Parkin didn’t say anything during this monologue. But he didn’t curse at her again, either; just looked at her with curiosity. Now she took a moment to replace the album atop the stack. “I was more into dark ambient, but I always did like Zep,” she said. “They took even older material and respected it, made it relevant. Made it their own. That’s how the best music endures. By the way, my name’s Corinne—Corrie to my friends.” She paused and then, because she had to go by the book, added, “FBI.” She touched the lanyard on which her ID was strung.

But this didn’t seem to faze the kid.

“I know you’re Ernest. Do you mind if I—?”

The kid watched as she began to look through his records. Swanson had already gotten what she’d come to Scottsdale for—it wasn’t much, but it was all she could hope for—and now she was just confirming her instincts. “In ninth grade,” she said, “I used to carry around a Les Paul—a knockoff, anyway—totally broken, no pickups or anything, but I didn’t care.
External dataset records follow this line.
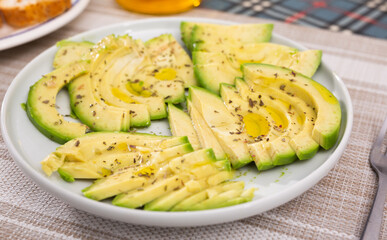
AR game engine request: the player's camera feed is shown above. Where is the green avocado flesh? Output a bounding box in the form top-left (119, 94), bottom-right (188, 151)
top-left (168, 103), bottom-right (201, 150)
top-left (242, 64), bottom-right (341, 149)
top-left (180, 22), bottom-right (322, 94)
top-left (27, 34), bottom-right (196, 143)
top-left (42, 132), bottom-right (254, 211)
top-left (188, 87), bottom-right (252, 168)
top-left (34, 22), bottom-right (341, 211)
top-left (166, 64), bottom-right (341, 171)
top-left (192, 46), bottom-right (321, 93)
top-left (26, 61), bottom-right (90, 143)
top-left (42, 132), bottom-right (189, 178)
top-left (53, 40), bottom-right (94, 68)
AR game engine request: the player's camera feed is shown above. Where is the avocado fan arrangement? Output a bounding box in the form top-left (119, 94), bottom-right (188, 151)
top-left (25, 22), bottom-right (341, 211)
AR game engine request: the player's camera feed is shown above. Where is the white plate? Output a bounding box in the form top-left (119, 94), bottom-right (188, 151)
top-left (1, 18), bottom-right (353, 226)
top-left (0, 0), bottom-right (90, 50)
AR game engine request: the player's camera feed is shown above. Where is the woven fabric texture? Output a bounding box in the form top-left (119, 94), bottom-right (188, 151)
top-left (0, 0), bottom-right (387, 239)
top-left (201, 0), bottom-right (387, 39)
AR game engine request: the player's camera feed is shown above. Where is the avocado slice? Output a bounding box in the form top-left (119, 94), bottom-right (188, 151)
top-left (190, 23), bottom-right (273, 52)
top-left (180, 21), bottom-right (199, 51)
top-left (41, 132), bottom-right (188, 177)
top-left (220, 84), bottom-right (296, 170)
top-left (58, 143), bottom-right (193, 179)
top-left (192, 43), bottom-right (322, 93)
top-left (70, 35), bottom-right (192, 127)
top-left (168, 103), bottom-right (201, 150)
top-left (188, 87), bottom-right (252, 168)
top-left (82, 144), bottom-right (193, 201)
top-left (81, 36), bottom-right (150, 127)
top-left (242, 63), bottom-right (341, 149)
top-left (187, 99), bottom-right (227, 159)
top-left (26, 61), bottom-right (90, 143)
top-left (144, 149), bottom-right (233, 211)
top-left (235, 79), bottom-right (319, 160)
top-left (171, 181), bottom-right (250, 211)
top-left (113, 149), bottom-right (232, 210)
top-left (53, 40), bottom-right (94, 68)
top-left (145, 34), bottom-right (197, 87)
top-left (68, 75), bottom-right (131, 131)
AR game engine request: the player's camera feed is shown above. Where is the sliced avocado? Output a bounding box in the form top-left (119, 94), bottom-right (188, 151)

I wore it low slung, practically down to my knees, like Page.”

Her fingers stopped on another album, with a cover showing nude figures creeping up a slope—presumably toward a sacrificial altar. “This is it!” she said. “Houses of the Holy. There’s a song on here—‘The Ocean’—that totally changed my musical perspective. That opening guitar riff…I mean, it comes out of nowhere, breaks all the rules of rhythm, seems to start over again even before the end of the second bar. Here, I’ll play it.” She took off her jacket and let it drop on the dirty chair—pretending to be unaware her shoulder holster was in plain view—pulled out the record, flipped it to side B, set it on the platter, moved the needle to the last track, and cranked the volume back to where it had been before.

They listened for all four and a half minutes of the song. Then a second time, and then a third. And then Swanson put the tonearm back on its stand. There was a moment of silence, broken only by a faint hum from the speakers.

“What do you want?” Parkin finally asked.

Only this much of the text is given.